Saldırıma bir başka saldırıyla devam etmeye çalıştım ama
fırsatım engellendi. Sapık herifin kılıcı enseme doğru usul usul ilerliyordu ve
neredeyse onu kesecekken, ondan uzağa sıçrayıp saldırıdan kaçındım.
“Hahahaha!” Gevrek gevrek gülmüştü. “Sağlam bir kaba
kuvvetin var! Ve tepkilerin de gayet iyi. Güzel bir av olacaksın.”

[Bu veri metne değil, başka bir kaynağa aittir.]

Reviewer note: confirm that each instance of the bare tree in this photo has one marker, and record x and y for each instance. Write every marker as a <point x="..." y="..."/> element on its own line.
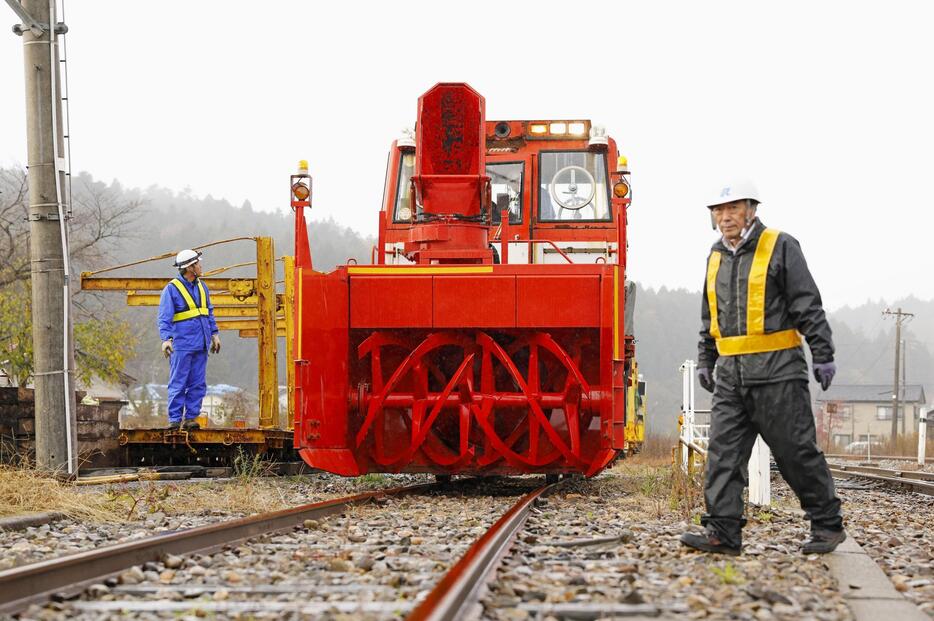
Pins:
<point x="101" y="217"/>
<point x="14" y="252"/>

“Çeneni kapa ve o iğrenç yüzünle bana bakmayı kes, seni
lanet sapık!” Adam tüylerimi diken diken ettiği için, bir taraftan aşağılayıcı
küfürler savururken, bir taraftan da boş olan elimle orta parmağımı ona doğru
kaldırmıştım.
Adamın statları bayağı yüksekti.
***
Genel Bilgiler
İsim: Legillus
Irk: İnsan
Sınıf: Gaddar Kılıç Ustası
Seviye: 84
HP: 2331/2331
MP: 1018/1018
Kuvvet: 704
Can: 703
Çeviklik: 767
Büyü: 398
Maharet: 1122
Şans: 105
Eşsiz Yetenekler
Direnç
Kötü Şans
Yetenekler
Kılıç Ustalığı VII
Dövüş Sanatları Ustalığı IV
Düşman Saptama IV
Kriz Saptama V
Unvanlar
Dövüş Meraklısı
Ruh Hastası Kılıç Ustası
Orikalkum Maceracı
Ölümle Dans Eden
***
Yani, yuh artık. Bu adam sahiden güçlü. Her ne kadar
statlarım onunkilerden oldukça fazla olsa da, kılıç dövüşü konusunda beni
tamamen saf dışı bırakmıştı. Savaşın ortasında olduğumuz için eşsiz
yeteneklerini kontrol edecek durumda değildim. Ama isimlerinden anlaşılacağı
üzere bu yetenekler muhtemelen en zor anında ya da ölmek üzereyken
aktifleşiyordu.
Neyse ki, kılıçlarımızın çarpışmalarından, teknik yeteneğini
sadece kaba kuvvetimle süpürebildiğimi anlamıştım. Hala dayanabiliyor olmamın
tek sebebi, vücut özelliklerimdi. Eğer statlarım biraz bile az olmuş olsaydı,
başsız bir kan fıskiyesi ya da kılıcının ucuna takılmış bir başka ceset
olacağından emindim. Neyse ki bir İblis Lordu’ydum. Zindan, sana büyük
borçlandım. Sen adamsın.
Bir Uğursuz Orman sakini olarak, birçok kez savaşa
girmiştim. Sürekli avlanırdım. Ama bunun aksine, gerçekten korkunç
diyebileceğimiz bir şeyle karşılaşmayı nadiren tercih ederdim. Sebebi belliydi.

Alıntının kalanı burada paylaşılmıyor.